We left the bus at the Granite Mountain campground and drove our Jeep to Sedona to climb The Mace: a super fun route on a great desert tower. When we got to the parking lot after a much-longer-than-expected drive from Prescott, the sun was shining on the climb! We thought it was on the north face! Not quite I guess… more like North-East. We figured it would be a good thing, since it was quite cold, though once we headed up the short approach, we started feeling pretty hot. We found the first pitch in full sun and by that time, the temperature at the base of the climb was quite comfortable. We ended up climbing the entire route in T-shirts, never wearing the fleece jackets and puff balls that Lucie carried in her pack.

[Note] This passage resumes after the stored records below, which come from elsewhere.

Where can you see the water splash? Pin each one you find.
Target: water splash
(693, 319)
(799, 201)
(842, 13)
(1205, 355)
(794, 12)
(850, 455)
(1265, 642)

Most of the route involves chimney climbing (sometimes in actual chimneys, other times in dihedrals and flares). It is surprisingly enjoyable! All belays have a single eyebolt, glued in place and looking pretty solid. There are also good placements to back that up if desired (in fact, one could say that the bolts are unnecessary… but welcome).

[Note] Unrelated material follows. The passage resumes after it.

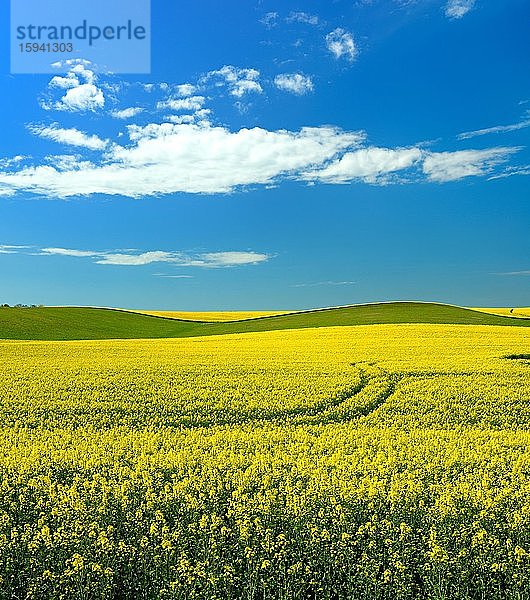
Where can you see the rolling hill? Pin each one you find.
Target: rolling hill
(80, 323)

The first pitch (5.7) is easy, except for a couple of more interesting moves past a small overhang.

The 5.9 crack at the start of the second pitch is pretty tough: overhanging and a bit awkward. That pitch finishes with a 40 foot offwidth that is actually climbed mostly on face holds just to the left of it. I used a #5 Camalot for the first several moves (pushing it up with me), then placed a #3 Bigbro for the end.

The next pitch starts with a fun hand traverse (committing but easy) to a small ledge at the base of another flared crack/chimney. I found the starting moves in that flare to be challenging. The rest of the pitch is fun chimneying and stemming.

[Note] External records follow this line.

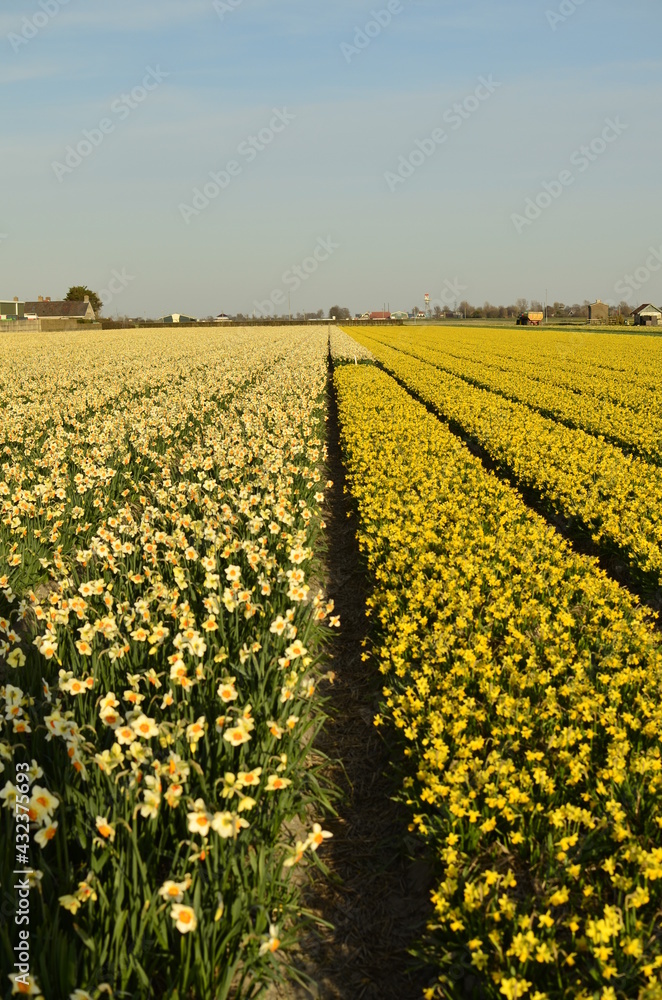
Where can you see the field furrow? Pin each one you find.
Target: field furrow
(628, 429)
(526, 685)
(616, 497)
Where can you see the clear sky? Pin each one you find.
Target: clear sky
(342, 152)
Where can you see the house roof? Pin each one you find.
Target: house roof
(73, 310)
(646, 306)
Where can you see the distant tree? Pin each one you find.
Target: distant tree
(340, 312)
(77, 293)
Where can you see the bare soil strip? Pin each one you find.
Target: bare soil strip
(378, 894)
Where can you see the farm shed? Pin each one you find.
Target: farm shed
(46, 309)
(12, 310)
(178, 318)
(598, 312)
(647, 315)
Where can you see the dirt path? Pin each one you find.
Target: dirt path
(377, 898)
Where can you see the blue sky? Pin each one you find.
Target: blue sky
(354, 163)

The crux pitch has a couple of hard moves, chimneying in a flared offwidth, first without feet, then with the feet on a thin diagonal overlap on the left wall. The pro at the crux is great: one bolt and a #4 Camalot. Then you just go for it on a couple of face moves above the overlap and to the top of the lower tower.

The last pitch starts with the famous step-across move: incredible exposure over the 4ft gap (which opens much wider below). One good bolt for pro on the opposite wall, then you shuffle right a few feet and commit to a couple of moves up a flake. Easy but the holds are small enough to catch your attention.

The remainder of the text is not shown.